Sontak semua terdiam, mereka yang duduk di bangku langsung menundukkan kepala, beberapa siswi menggigit bibir bawah nya, sebagian lagi memain kan tangan mereka.

"Bianca kamu jangan menganggu ketentraman kelas saya, dan kalian anak-anak lanjutkan mencatatnya, jangan bercerita!" Susanto mengeluarkan suara keras nya, menatap tajam ke Bianca lalu ke para murid.

"Iya pak maaf."

"Bianca sekarang kamu minta maaf sama Renata," titah Vani, nada bicara nya sedikit mendesak, karna dia masih memiliki pekerjaan lain, selain mengurus gadis ini.

"Maaf." Bianca mengulurkan tangannya malas, dia merotasikan bola matanya.

"Cara meminta maaf yang benar bagaimana? Mau saya pulangkan ke TK kamu?!" Bentak Vani disambut kekehan seluruh kelas termasuk Susanto.

"He!! Jangan tertawa!" Susanto menyudahi tawanya, lalu mulai terlihat seperti berwibawa lagi.

"Sorry ya buat yang semalam, gua gak sengaja!"

Nada bicara gadis itu masih terdengar malas, seakan tidak ikhlas, padahal dia yang meminta maaf, malah dia yang tidak ikhlas, dasar Bianca.

Renata tak mau memperpanjang masalah, gadis itu tidak menyukai keributan, apalagi hal yang melibatkan diri nya.

Dia menyambut uluran tangan Bianca, namun Bianca langsung menarik tangan nya, tidak sudi jika tangan nya bertautan lebih lama dengan tangan gadis di depan nya itu.

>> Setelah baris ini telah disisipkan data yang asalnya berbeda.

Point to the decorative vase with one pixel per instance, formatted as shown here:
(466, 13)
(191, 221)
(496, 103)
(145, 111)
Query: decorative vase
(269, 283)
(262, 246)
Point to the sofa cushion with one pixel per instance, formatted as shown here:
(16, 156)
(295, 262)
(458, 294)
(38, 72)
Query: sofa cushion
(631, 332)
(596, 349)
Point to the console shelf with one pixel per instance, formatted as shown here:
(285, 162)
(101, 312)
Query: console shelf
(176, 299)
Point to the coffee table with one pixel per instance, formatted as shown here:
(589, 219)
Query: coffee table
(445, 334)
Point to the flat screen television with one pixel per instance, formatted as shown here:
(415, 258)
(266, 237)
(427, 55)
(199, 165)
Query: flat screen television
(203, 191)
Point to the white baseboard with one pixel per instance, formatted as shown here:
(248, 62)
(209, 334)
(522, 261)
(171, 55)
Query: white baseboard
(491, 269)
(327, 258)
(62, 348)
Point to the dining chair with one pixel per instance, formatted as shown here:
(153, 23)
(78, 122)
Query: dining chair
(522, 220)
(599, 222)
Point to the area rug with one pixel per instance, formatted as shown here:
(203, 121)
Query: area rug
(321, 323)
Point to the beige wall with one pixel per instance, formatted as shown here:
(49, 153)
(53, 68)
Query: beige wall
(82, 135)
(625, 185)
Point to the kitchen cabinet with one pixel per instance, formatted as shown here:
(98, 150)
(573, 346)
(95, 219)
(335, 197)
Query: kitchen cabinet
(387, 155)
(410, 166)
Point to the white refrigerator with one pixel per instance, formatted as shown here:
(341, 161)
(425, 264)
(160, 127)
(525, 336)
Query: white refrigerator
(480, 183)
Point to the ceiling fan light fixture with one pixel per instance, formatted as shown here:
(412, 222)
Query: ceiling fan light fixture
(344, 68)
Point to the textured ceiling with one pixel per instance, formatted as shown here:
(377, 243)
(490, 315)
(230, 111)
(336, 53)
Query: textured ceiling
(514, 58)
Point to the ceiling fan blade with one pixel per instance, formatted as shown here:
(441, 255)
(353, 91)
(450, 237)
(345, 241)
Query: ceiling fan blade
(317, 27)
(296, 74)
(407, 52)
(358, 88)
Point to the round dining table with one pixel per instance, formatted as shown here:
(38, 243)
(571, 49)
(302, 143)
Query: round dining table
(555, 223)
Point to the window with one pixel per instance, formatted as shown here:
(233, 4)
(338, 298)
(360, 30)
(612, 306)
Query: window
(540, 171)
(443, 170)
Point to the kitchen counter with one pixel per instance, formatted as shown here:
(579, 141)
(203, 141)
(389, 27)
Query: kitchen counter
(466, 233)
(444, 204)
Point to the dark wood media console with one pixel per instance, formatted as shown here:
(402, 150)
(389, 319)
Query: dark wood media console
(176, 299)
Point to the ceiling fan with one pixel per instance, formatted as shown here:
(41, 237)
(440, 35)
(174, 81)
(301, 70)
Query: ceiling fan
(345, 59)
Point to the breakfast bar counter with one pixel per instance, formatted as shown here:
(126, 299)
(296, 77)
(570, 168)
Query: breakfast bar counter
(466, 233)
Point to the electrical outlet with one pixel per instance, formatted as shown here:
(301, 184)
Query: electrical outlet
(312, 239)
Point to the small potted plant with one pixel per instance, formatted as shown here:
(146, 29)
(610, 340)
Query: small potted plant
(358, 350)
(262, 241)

"Iya kak, Renata uda maafin kok jangan diulang lagi ya kak, jangan diulang sama Renata atau sama yang lain."

Renata mengingatkan gadis itu, sedikit menekan kalimat jangan di ulangi sama Renata atau sama yang lain', dia tersenyum, Bianca membalas senyumnya terpaksa.

"Baru kali ini gua dipermalukan sama orang apalagi adek kelas sok polos kek Lu! Io lihat aja Lu sama kawan Lu yang sok jagoan itu bakal habis!!"